I'm trying to create a small diorama of part of the environment that contains a tree turned into a home. I don't know what is a reasonable polycount to shoot for, as well as texture sizes and so on.
Here is a shot of the pre-rendered version of the diorama that was for the short film. It is an example of what I'm shooting for obviously the foliage will have to be different. I have also included some the concept art for the home tree.
This is what I have so far, the mesh is complete but for some reason blender doesn't show some edges with wireframe enabled out side of edit mode. Any comments on my topology, polycount or anything from those of you familiar with game art would be great.
Replies
In my evenings after work I have been focusing on the rear entrance to the home, it has kind of a hobbit hole look in the concept art. So rather than just using the crummy meshes from the original model I decided to try improve this area a little. Here is how its coming.
Done the retopology on everything now. Is my mesh too dense for realtime? If so what areas would you feel I could afford to lose the most polys on. I feel like the tree trunk could probably be lower. Not sure if I should try get it down or move on to UV and textures.
First pass on lowering the polly count more, few areas (like left of the door) need some topology added back. And I'm sure I can shave more off with another nights work.
Even more brutal polycount reduction, I have now cut the tri count in half of my original retopology. I'm now a week behind the schedule I put for myself to have the meshes done. If I hadn't put a deadline I would probably be way further behind though. Also enjoying getting into a rhythm of working on 3D every night after work!
Next up (if I can stop messing with the topology) the leaves and plants need to be added back in, or I'll UV these and start working on texturing.
I finished up the uvs for the foliage tonight. And started roughing the textures for the tree trunk in Substance Painter.
At first I was feeling that it wasn't going to come out, but I'm starting to have fun now and getting the hang of it bit by bit. The original textures were created by my classmates when I was in school (both of whom are much better 2D artists than I am). Its nice to have theirs as a reference. Besides modeling I really want to get good at digital painting and the painterly texture style appeals to me a lot.
So texturing this took forever, there is lots more I could do to it but its already taken long enough. I'm happy with what I have learned in the process of texturing it, and for being my first hand-painted style texture has exceded my expectations!
Substance painter mac would not open the project file about 1/4 into it, so I had to boot windows (slow old HD instead of my nice SSD) and finish it off in that OS. Even in windows I would crash substance painter about once every hour. Allegorithmic contacted me this week and with a copy of my project they found the bug. It only happens on projects with tons of brush strokes on a few layers (aka hand-painted style stuff).
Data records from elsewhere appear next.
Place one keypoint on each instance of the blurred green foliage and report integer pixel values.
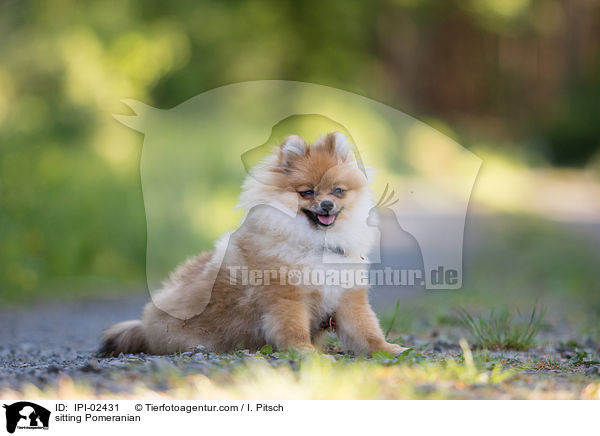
(71, 212)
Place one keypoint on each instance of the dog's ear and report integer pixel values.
(291, 148)
(337, 143)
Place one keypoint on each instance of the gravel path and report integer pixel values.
(40, 342)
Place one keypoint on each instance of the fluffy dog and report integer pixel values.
(305, 204)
I have been informed the bug is fixed and should be rolled out with the next update to Substance!
I'm having a hard time with the foliage, here is an image of the tree in Unity with my latest test. This foliage (and it needs more but was enough to test the workflow) is a set of 3 planes rendered from a cluster of 3d leaves I put together in blender. I rendered the cluster from the top, and from two sides, then placed the three planes together to try give it some depth. I'm really not happy with the effect.
I want to try a different plane set up next. And I'm rethinking how I will texture the volume object that the leaves are populated over.
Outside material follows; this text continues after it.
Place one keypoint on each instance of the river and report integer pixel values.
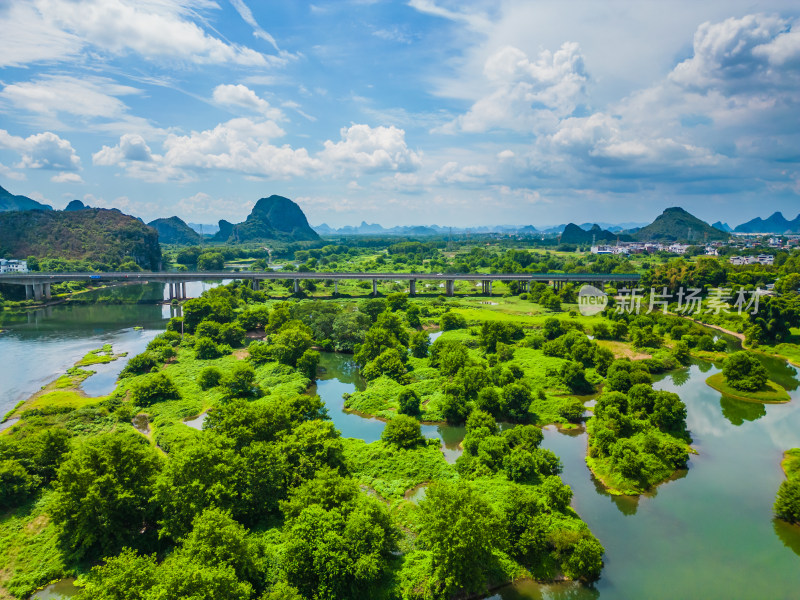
(709, 533)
I'm not sure if it's the lighting or the texture, but the texture of the tree looks a bit monotone in the Unity render. Maybe increase the contrast of the contrast of the tree texture? I don't have a lot of experience in hand painted textures myself, but that's a common suggestion I see to people's work to get it to read better at a distance.
I created a new leaf cluster mesh, this time using tri's, so for 1 poly more I have over twice as many leaves per cluster. Its a method I saw somewhere here on the forms and I'm much happier with it than my previous test. Here you can see how its starting to look. The portion boxed in white is where the new repeating texture is on the volume object.
Probably too many leaves, I'm liking the result though so will probably stick with it.